Manifest — Intelligent LLM Cost Optimization
The Problem
Different LLM tasks have different complexity levels. Sending every request to GPT-4o or Claude Opus wastes money — many requests could be handled by cheaper models just as well.
The Solution
Manifest analyzes each request's complexity and routes it to the cheapest model that meets the quality threshold. Simple tasks go to fast, cheap models. Complex tasks go to powerful ones.
How It Works
- Request arrives from your application
- 23-dimension scoring analyzes complexity (under 2ms latency)

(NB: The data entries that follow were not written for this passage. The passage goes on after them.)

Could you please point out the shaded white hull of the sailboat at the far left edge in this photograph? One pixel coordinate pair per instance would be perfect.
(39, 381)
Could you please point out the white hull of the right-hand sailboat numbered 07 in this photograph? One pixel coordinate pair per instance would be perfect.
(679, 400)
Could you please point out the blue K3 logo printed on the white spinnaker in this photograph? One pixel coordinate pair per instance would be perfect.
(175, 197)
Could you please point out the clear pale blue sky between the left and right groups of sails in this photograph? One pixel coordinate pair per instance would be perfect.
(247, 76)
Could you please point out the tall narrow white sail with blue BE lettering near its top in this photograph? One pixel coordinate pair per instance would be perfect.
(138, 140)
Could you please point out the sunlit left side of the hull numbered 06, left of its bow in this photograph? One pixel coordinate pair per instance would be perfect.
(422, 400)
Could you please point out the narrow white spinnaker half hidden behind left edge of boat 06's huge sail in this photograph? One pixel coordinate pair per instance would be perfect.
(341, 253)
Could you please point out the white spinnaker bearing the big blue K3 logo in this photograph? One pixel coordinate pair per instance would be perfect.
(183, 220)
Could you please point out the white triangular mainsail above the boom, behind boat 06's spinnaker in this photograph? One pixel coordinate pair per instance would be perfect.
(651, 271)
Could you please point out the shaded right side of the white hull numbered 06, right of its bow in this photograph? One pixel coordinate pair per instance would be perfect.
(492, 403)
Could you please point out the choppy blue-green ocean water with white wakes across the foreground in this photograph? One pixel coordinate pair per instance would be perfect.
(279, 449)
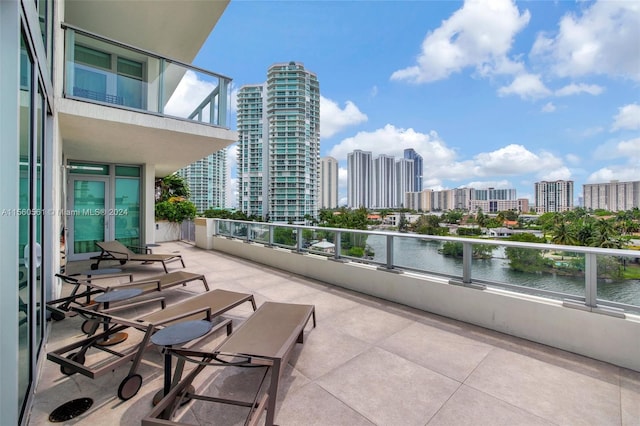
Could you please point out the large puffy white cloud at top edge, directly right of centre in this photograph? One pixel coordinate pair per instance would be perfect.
(479, 35)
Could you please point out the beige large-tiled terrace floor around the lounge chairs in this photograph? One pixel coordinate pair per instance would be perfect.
(369, 362)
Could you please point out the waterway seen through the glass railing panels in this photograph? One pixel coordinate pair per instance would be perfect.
(423, 255)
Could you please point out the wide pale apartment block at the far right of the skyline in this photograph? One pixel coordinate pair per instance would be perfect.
(614, 196)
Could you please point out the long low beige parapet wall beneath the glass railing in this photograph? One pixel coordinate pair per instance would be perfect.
(607, 338)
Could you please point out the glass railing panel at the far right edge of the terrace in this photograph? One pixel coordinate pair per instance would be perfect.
(619, 279)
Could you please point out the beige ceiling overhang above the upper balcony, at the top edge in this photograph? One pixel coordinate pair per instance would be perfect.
(176, 29)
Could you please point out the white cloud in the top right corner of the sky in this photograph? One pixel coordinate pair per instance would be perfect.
(602, 40)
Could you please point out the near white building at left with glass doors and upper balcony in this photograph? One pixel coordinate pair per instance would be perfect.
(93, 111)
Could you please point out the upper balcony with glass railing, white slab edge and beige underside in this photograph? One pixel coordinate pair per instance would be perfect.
(127, 104)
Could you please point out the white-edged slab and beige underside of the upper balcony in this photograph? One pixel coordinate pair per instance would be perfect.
(103, 134)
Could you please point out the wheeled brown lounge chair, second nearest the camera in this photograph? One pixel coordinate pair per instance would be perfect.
(209, 305)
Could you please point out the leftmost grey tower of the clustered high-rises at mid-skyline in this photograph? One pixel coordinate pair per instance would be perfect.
(359, 175)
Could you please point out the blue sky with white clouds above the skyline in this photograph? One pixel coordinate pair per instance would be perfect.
(494, 93)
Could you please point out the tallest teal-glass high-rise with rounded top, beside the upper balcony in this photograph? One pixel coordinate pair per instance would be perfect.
(279, 145)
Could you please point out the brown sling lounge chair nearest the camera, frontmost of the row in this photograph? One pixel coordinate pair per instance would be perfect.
(266, 339)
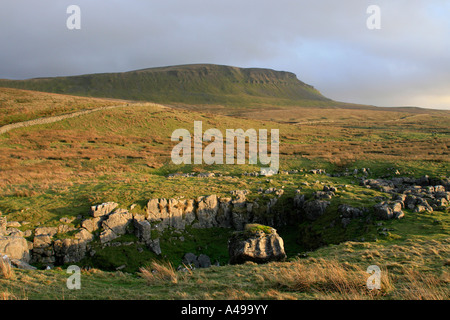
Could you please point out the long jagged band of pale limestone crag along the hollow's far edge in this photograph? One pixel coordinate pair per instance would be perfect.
(50, 246)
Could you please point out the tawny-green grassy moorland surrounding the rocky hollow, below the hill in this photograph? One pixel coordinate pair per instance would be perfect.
(57, 170)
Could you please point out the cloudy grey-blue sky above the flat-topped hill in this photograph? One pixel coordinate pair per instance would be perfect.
(326, 43)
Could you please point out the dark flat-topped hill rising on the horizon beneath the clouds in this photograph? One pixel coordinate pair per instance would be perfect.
(191, 84)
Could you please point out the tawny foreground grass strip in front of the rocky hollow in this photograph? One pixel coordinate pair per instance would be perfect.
(331, 273)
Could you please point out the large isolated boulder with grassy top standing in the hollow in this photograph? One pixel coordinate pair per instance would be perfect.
(257, 246)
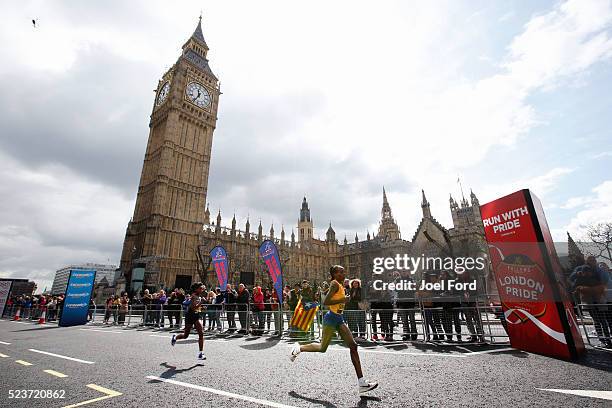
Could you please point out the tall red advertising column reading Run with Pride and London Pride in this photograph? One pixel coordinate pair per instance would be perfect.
(529, 278)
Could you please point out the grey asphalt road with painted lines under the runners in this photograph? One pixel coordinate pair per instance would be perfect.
(101, 366)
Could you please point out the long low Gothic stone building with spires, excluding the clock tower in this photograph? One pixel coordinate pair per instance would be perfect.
(310, 258)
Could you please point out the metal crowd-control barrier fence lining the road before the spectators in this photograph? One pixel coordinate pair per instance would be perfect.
(475, 322)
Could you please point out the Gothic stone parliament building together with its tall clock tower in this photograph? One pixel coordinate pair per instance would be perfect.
(169, 237)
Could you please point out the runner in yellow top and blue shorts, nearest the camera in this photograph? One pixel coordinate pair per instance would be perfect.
(334, 321)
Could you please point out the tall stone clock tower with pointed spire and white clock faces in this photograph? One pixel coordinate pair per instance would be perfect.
(162, 237)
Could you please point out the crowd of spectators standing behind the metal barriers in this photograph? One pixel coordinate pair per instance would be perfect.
(445, 313)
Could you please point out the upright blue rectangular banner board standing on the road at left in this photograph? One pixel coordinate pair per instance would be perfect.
(76, 300)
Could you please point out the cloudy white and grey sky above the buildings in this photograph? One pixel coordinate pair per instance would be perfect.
(328, 99)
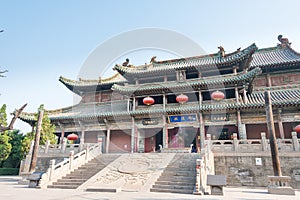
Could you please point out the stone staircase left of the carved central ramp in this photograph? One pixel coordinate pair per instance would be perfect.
(85, 172)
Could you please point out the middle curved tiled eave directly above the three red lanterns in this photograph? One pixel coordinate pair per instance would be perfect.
(154, 88)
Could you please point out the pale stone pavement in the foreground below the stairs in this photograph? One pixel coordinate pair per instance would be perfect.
(10, 190)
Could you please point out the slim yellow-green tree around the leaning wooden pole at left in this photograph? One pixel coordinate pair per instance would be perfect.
(47, 133)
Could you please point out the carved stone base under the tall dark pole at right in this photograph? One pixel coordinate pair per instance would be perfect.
(280, 185)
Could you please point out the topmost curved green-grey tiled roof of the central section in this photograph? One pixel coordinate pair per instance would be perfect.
(198, 62)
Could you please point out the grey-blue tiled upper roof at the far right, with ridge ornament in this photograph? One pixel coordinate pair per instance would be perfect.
(275, 57)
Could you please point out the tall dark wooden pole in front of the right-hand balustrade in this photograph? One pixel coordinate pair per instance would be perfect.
(272, 137)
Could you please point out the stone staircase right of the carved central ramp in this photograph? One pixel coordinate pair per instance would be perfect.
(179, 176)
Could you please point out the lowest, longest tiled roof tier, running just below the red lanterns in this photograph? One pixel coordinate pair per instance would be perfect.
(280, 98)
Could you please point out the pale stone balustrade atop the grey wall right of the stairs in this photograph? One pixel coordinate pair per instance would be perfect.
(254, 145)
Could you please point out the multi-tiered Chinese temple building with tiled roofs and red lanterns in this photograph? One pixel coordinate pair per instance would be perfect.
(176, 103)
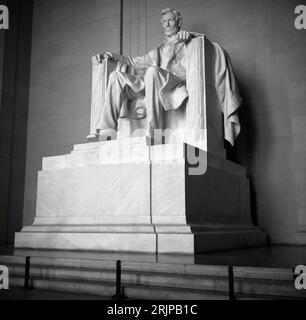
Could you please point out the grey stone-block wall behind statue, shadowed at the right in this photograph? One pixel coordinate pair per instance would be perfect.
(267, 52)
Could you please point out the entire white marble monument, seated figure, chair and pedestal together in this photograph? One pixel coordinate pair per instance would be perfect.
(128, 195)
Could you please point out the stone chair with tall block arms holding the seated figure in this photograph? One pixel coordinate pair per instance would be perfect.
(198, 121)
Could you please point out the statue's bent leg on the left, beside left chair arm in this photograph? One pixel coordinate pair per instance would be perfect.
(121, 88)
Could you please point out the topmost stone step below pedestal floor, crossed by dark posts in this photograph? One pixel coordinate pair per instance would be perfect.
(152, 266)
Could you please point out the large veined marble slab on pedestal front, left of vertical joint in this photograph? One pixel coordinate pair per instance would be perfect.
(103, 191)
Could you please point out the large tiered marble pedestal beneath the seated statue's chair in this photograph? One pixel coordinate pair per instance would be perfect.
(126, 196)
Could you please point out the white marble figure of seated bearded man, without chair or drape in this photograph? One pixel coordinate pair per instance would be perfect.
(160, 78)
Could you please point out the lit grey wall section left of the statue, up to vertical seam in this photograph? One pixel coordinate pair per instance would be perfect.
(65, 36)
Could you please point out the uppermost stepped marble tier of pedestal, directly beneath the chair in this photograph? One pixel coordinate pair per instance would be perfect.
(133, 151)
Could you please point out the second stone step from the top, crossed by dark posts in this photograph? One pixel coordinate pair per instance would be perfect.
(205, 283)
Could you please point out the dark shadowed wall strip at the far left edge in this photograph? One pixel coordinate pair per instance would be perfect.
(15, 48)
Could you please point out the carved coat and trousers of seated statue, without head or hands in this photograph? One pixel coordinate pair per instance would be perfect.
(157, 80)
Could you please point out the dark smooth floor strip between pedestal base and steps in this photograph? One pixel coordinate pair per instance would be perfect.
(276, 256)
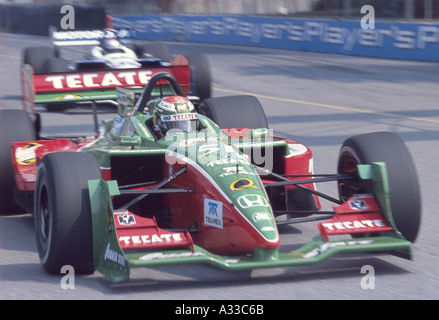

- Model selection picks the cheapest capable model
- Routing sends to the selected provider
- Fallback automatically retries with a different model if the first fails
Key Features
- 300+ models from 13+ providers
- 23-dimension scoring in under 2ms
- Up to 70% cost reduction without quality loss
- Automatic fallbacks when models fail
- Budget controls — set spending limits per model, team, or project
- Transparent decisions — dashboard shows why each request was routed where
- Direct provider access — your API keys, no middleman markup
Supported Providers
OpenAI, Anthropic (Claude), Google (Gemini), DeepSeek, Mistral, Groq, Together AI, Fireworks, Cerebras, and more.
Deployment Options
| Option | Command |
|---|---|
| Cloud | Visit app.manifest.build |
| Local | openclaw plugins install manifest |
| Docker | docker run -p 2099:2099 mnfst/manifest |
Cost Savings Example
| Scenario | Without Manifest | With Manifest | Savings |
|---|---|---|---|
| Customer support bot | $500/mo (all GPT-4o) | $150/mo (mixed routing) | 70% |
| Code review agent | $800/mo (all Claude Opus) | $320/mo (mixed routing) | 60% |
| Data extraction pipeline | $300/mo (all GPT-4) | $90/mo (mixed routing) | 70% |
FAQ
Q: What is Manifest? A: A smart LLM router that scores requests across 23 dimensions and routes them to the cheapest capable model, cutting LLM API costs up to 70% without quality degradation.
Q: Is Manifest free? A: The core router is open-source under MIT. Self-host for free or use the cloud version.
Q: Does Manifest add latency? A: The routing decision takes under 2ms. Total added latency is negligible compared to LLM response times.